Higher Dimensional Polytopal Universe in Regge Calculus

TL;DR

This paper explores higher-dimensional FLRW universes using Regge calculus, introducing regular and pseudo-regular polytopes to model discretized spacetime, and derives their dynamics and continuum limits.

Contribution

It extends Regge calculus to higher dimensions with polytopal discretizations and introduces pseudo-regular polytopes with fractional Schl"afli symbols as an effective approximation.

Findings

Derivation of Regge action in continuum time limit.

Hamiltonian constraint and evolution equations for higher dimensions.

Pseudo-regular polytope model approaches continuum FLRW universe in infinite frequency limit.

Abstract

Higher dimensional closed Friedmann-Lema\^itre-Robertson-Walker (FLRW) universe with positive cosmological constant is investigated by Regge calculus. A Cauchy surface of discretized FLRW universe is replaced by a regular polytope in accordance with the Collins-Williams (CW) formalism. Polytopes in an arbitrary dimensions can be systematically dealt with by a set of five integers integrating the Schl\"afli symbol of the polytope.
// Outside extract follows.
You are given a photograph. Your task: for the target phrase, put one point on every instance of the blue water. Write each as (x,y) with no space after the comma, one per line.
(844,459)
Regge action in continuum time limit is given. It possesses reparameterization invariance of the time variable. Variational principle for edge lengths and struts yields Hamiltonian constraint and evolution equation. They describe oscillating universe in dimensions larger than three. To go beyond the approximation by regular polytopes, we propose pseudo-regular polytopes with fractional Schl\"afli symbols as a substitute for geodesic domes in higher dimensions. We examine the pseudo-regular polytope model as an effective theory of Regge calculus for the geodesic domes. In the infinite frequency limit, the pseudo-regular polytope model reduces to the continuum FLRW universe.